Adult Onset Still's Disease

Adult-onset Still’s disease (AOSD) is a rare immune-mediated, multisystem inflammatory disorder indicated by the “Still’s triad” of high spiking fevers, rash and arthritis (joint pain). It is frequently underdiagnosed and one of the main reasons for hospital admissions due to fever of unknown origin (FUO). The disease characteristically affects younger adults, with three quarters of the patients reporting disease onset between 16 and 35 years of age.

This syndrome was formerly thought to occur solely in children as systemic-onset juvenile idiopathic arthritis (SJIA), previously known as juvenile Still’s disease. In 1971, adult Still's disease was established for adult patients who did not meet the criteria for classic rheumatoid arthritis (RA) but displayed features similar to those described in pediatric Still’s disease. There is no known reason or cure for the disease, but there are treatments available to control the reactions and symptoms.

Symptoms

Characteristic symptoms include daily spiking fevers, evanescent (or short term) rashes, and arthritis, each occuring in about 75 to 95 percent of patients. Patients with adult Still's disease (ASD) will be affected one of three ways (though the first two might evolve into the chronic pattern):

• Monophasic (or monocyclic): the disease course lasts weeks to months, completely resolving within a year
• Intermittent: the disease appears in unpredictable episodes or flares with remissions lasting weeks to years in between
• Chronic: persistent and active, this type of ASD is most destructive to joints

Other less common, but more serious symptoms can include myalgia, inflammatory myopathy, liver abnormalities, pleuritis, pericarditis, splenomegaly, pericardial tamponade, myocarditis, pulmonary fibrosis, pleural effusions, adult respiratory distress syndrome, interstitial nephritis, subacute glomerulitis, renal amyloidosis, collapsing glomerulopathy, thrombotic thrombocytopenic purpura, pure red cell aplasia, cranial nerve palsies, seizures, aseptic meningoencephalitis, and Miller-Fisher syndrome.

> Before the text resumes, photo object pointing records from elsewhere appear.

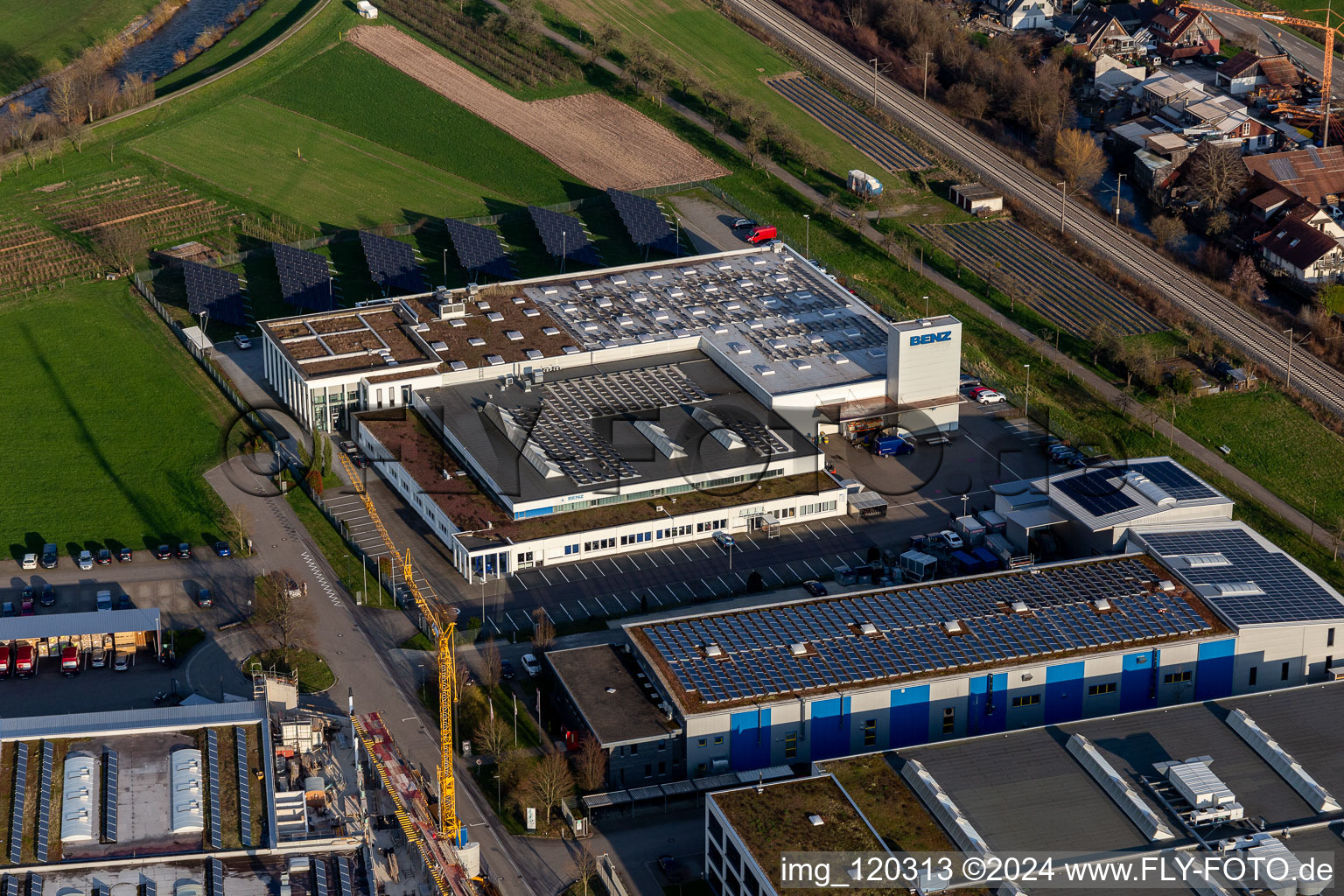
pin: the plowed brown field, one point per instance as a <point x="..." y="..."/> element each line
<point x="594" y="137"/>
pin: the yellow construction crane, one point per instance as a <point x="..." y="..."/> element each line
<point x="1301" y="23"/>
<point x="441" y="622"/>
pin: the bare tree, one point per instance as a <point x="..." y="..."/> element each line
<point x="584" y="868"/>
<point x="241" y="522"/>
<point x="284" y="612"/>
<point x="543" y="630"/>
<point x="1246" y="280"/>
<point x="1215" y="173"/>
<point x="1078" y="158"/>
<point x="591" y="765"/>
<point x="122" y="246"/>
<point x="489" y="664"/>
<point x="492" y="738"/>
<point x="549" y="783"/>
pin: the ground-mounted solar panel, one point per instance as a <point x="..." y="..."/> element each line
<point x="109" y="797"/>
<point x="644" y="220"/>
<point x="479" y="248"/>
<point x="217" y="835"/>
<point x="564" y="235"/>
<point x="305" y="280"/>
<point x="20" y="797"/>
<point x="1097" y="492"/>
<point x="215" y="291"/>
<point x="243" y="785"/>
<point x="391" y="263"/>
<point x="49" y="757"/>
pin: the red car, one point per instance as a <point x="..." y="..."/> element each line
<point x="762" y="233"/>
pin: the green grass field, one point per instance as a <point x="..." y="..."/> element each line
<point x="40" y="35"/>
<point x="341" y="180"/>
<point x="358" y="93"/>
<point x="721" y="54"/>
<point x="113" y="424"/>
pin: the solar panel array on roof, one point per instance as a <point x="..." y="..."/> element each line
<point x="217" y="291"/>
<point x="479" y="248"/>
<point x="1098" y="492"/>
<point x="1175" y="481"/>
<point x="305" y="280"/>
<point x="1281" y="590"/>
<point x="564" y="235"/>
<point x="391" y="263"/>
<point x="243" y="785"/>
<point x="49" y="757"/>
<point x="20" y="794"/>
<point x="644" y="220"/>
<point x="109" y="795"/>
<point x="217" y="835"/>
<point x="757" y="659"/>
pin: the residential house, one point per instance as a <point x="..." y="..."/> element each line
<point x="1027" y="15"/>
<point x="1301" y="250"/>
<point x="1313" y="173"/>
<point x="1265" y="77"/>
<point x="1183" y="32"/>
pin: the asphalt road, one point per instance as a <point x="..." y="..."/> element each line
<point x="1241" y="328"/>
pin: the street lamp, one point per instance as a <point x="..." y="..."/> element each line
<point x="1026" y="407"/>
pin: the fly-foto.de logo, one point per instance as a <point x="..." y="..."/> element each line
<point x="927" y="339"/>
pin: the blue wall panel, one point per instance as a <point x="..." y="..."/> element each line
<point x="749" y="740"/>
<point x="909" y="717"/>
<point x="830" y="728"/>
<point x="1214" y="672"/>
<point x="988" y="704"/>
<point x="1065" y="692"/>
<point x="1136" y="680"/>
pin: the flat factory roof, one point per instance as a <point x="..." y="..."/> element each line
<point x="73" y="625"/>
<point x="770" y="313"/>
<point x="998" y="780"/>
<point x="719" y="660"/>
<point x="606" y="695"/>
<point x="1245" y="578"/>
<point x="577" y="431"/>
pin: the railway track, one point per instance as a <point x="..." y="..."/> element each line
<point x="1234" y="326"/>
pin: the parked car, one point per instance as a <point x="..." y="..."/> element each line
<point x="950" y="540"/>
<point x="671" y="870"/>
<point x="762" y="233"/>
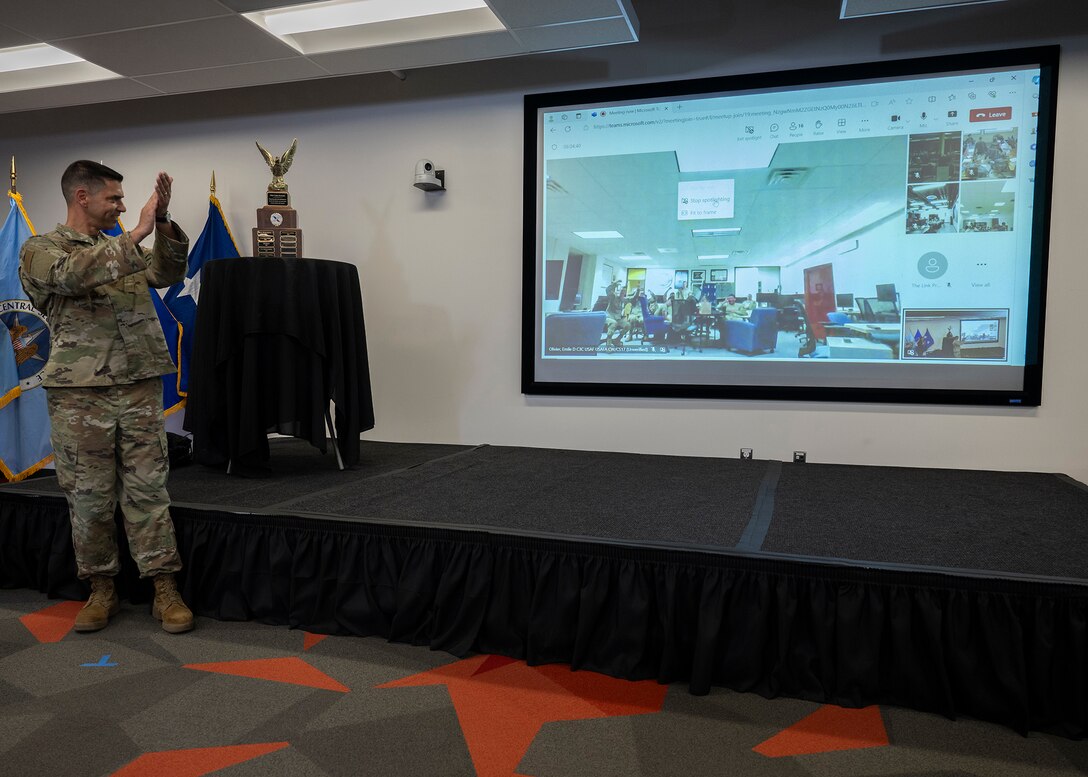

Life-threatening complications such as macrophage activation syndrome may occur and need to be diagnosed and treated promptly.

Diagnosis and treatment

Diagnosis is made after:

• a thorough examination and consideration of symptoms and medical history
• the exclusion of mimickers of infectious, autoimmune or neoplastic causes
• consideration of non-specific laboratory abnormalities such as peripheral leukocytosis and elevation of serum ferritin and other acute phase reactants

The disease manifestations can change frequently and can include diverse complications, affecting multiple organ systems. Moreover, the severity of the organ involvement can vary considerably, representing a wide spectrum from the self-limited to severe. The mainstay of therapy has evolved from the traditional use of corticosteroids and oral immunosupressants such as methotrexate to the newer biologic agents targeted at specific inflammatory molecules (interleukins), such as anakinra, canakinumab, and tocilizumab. These medications are given by injection or IV infusion.